Para Reyes Blanc, aunque Nadia no se dejaba pisar por Stalin, él, de todas maneras, lo hacía. Sin embargo, Zhenya es la única mujer que le planta cara a Stalin en el sentido de que mantiene su personalidad y no se deja pasar por encima, no se deja pisar y Stalin tiene el cuidado de no pisarla. Zhenya se permite hacer críticas políticas que él admite y consiente. Zhenya se permite también recomendarle libros, llegar tarde a los actos organizados por él, romper la etiqueta; estas eran cosas que a otras personas les costaba la vida. Su relación se había iniciado en 1932 y, cuando en 1936 comenzó La Gran Purga, ésta alcanzó a Pavel pero no a ella. En cambio, relata Reyes Blanc, “sí la alcanza la represión que acontece después de la II Guerra Mundial, entre los años 1947 y 1948, cuando empieza la campaña contra el cosmopolitismo, es decir, la persecución antisemita.
Burdownski, hijo de Stalin, hace las siguientes consideraciones: “conocí muy bien a Ana Liduyeva y era muy parecida con Nadia. Hasta sus últimos días, siempre se preocupaba por agasajar y por estar pendiente de la gente. Podía levantar de la calle un borracho y pedir un taxi para que lo llevaran a su casa. Era una especie de altruismo. También era miembro de la asociación literaria y cuando nuestro gran poeta Boris Pasternak fue exilado por ese organismo, tras escribir Dr Zhivago, solo hubo un voto en contra, el de Ana. Eso habla de lo que son las personas”.

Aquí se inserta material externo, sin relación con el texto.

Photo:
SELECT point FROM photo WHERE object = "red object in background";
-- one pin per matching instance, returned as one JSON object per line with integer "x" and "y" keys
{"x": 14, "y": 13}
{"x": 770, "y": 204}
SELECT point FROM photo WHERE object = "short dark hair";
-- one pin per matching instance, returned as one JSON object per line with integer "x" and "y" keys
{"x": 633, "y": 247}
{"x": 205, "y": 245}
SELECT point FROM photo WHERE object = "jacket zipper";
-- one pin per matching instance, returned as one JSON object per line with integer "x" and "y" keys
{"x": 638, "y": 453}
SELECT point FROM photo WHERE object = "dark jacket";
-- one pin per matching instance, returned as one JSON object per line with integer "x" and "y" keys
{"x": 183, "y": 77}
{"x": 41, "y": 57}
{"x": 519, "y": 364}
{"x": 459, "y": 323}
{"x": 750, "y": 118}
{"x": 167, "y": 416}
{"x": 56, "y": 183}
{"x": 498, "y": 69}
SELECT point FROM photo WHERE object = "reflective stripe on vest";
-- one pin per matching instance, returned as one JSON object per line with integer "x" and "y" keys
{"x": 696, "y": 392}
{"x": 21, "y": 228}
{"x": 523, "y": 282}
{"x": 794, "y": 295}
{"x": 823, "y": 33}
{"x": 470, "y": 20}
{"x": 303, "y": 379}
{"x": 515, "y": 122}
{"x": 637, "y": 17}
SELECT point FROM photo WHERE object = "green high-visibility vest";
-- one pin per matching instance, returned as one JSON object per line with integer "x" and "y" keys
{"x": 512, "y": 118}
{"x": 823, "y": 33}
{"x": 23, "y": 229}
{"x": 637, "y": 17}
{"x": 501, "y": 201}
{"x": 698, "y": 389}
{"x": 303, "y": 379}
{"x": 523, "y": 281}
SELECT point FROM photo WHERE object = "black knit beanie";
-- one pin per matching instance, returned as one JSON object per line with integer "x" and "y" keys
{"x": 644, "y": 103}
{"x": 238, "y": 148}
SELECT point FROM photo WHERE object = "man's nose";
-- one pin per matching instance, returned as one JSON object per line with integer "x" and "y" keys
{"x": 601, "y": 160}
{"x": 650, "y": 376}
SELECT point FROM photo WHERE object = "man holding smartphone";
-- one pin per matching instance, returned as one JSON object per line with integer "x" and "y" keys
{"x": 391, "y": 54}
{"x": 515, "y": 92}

En los años previos a la II Guerra Mundial, los soviéticos habían construido un bunker a 17 kilómetros de Moscú. Allí tenía su despacho Stalin y, en ese lugar, tomó decisiones importantes para la historia del conflicto con los alemanes. Cuando Alemania invadió la URSS, en Junio de 1941, Stalin cayó nuevamente en los abismos de la depresión. Se retiró a su “dacha”, renunció a ejercer el mando y se aisló de la tremenda derrota de su país, esperando durante tres días que lo fuesen a ejecutar sus propios camaradas. En ese bunker permaneció tres semanas con sus generales sopesando qué hacer, si abandonar o no la capital. Allí, con el estuvo siempre la bella y leal Valeshka. Finalmente resolvió quedarse en Moscú y defenderla, decisión clave para conseguir el triunfo sobre Hitler. Cuenta la historia que Stalin escogió esa opción después de leer a Mijael Kutosov, militar mítico que había vencido a Napoleón en 1812. Al preguntarle a su amante Valeshka si tenía todo para irse, ella le contestó: “camarada Stalin, Moscú es nuestra madre, Moscú es nuestra ciudad, tenemos que defenderla”. El se llenó de emoción y energía y dijo “así se habla”… y se quedaron a defenderla.
Reyes Blanc describe a Valeshka como una criada que a los 28 años se la llevan a servir en la dacha. Es una chica campesina, sin educación, sin formación, nada más que con sus labores y con un físico atractivo. A Stalin le gustaba físicamente, pero, además, el va teniendo sus años y ella lo cuida. Stalin mostraba orgulloso el armario de la ropa blanca y decía “mira que bien ordenado lo tiene todo Valeshka”, y todos le contestaban diciendo “por supuesto que sí, la ropa está estupenda”. Cuando el georgiano murió el 5 de marzo de 1953, en su dacha de Kuntrevo, Valeshka se arrojó sobre su cadáver y empezó a chillar, a gritar y dar alaridos de pena y de dolor. Tenía todo el derecho de hacerlo y era verdad porque ella fue la última mujer de Stalin.
Probablemente la triste historia de Svetlana sea el mejor ejemplo de lo que significaba la convivencia con Stalin. En su conmovedor relato cuenta que, cuando tenía once años y ya estaba huérfana de madre, no entendía por qué iban desapareciendo uno tras otro todos sus queridísimos tíos y tías. Se preguntaba “¿Por qué va quedando vacía nuestra casa? ¿Adónde se habían metido todos?”. En aquel tiempo pegarse un tiro era bastante frecuente… uno tras otro se suicidaban numerosas personalidades del partido, “los hombres desaparecidos como sombra”. ¡Qué palabras tan tremendas! Ellas dibujan efectivamente esa aterradora intimidad que es una perfecta representación en lo domestico, del horror colectivo que puso Stalin n su país. Ese hombre que prometió construir un “paraíso en su tierra” y acabo construyendo un cruel infierno.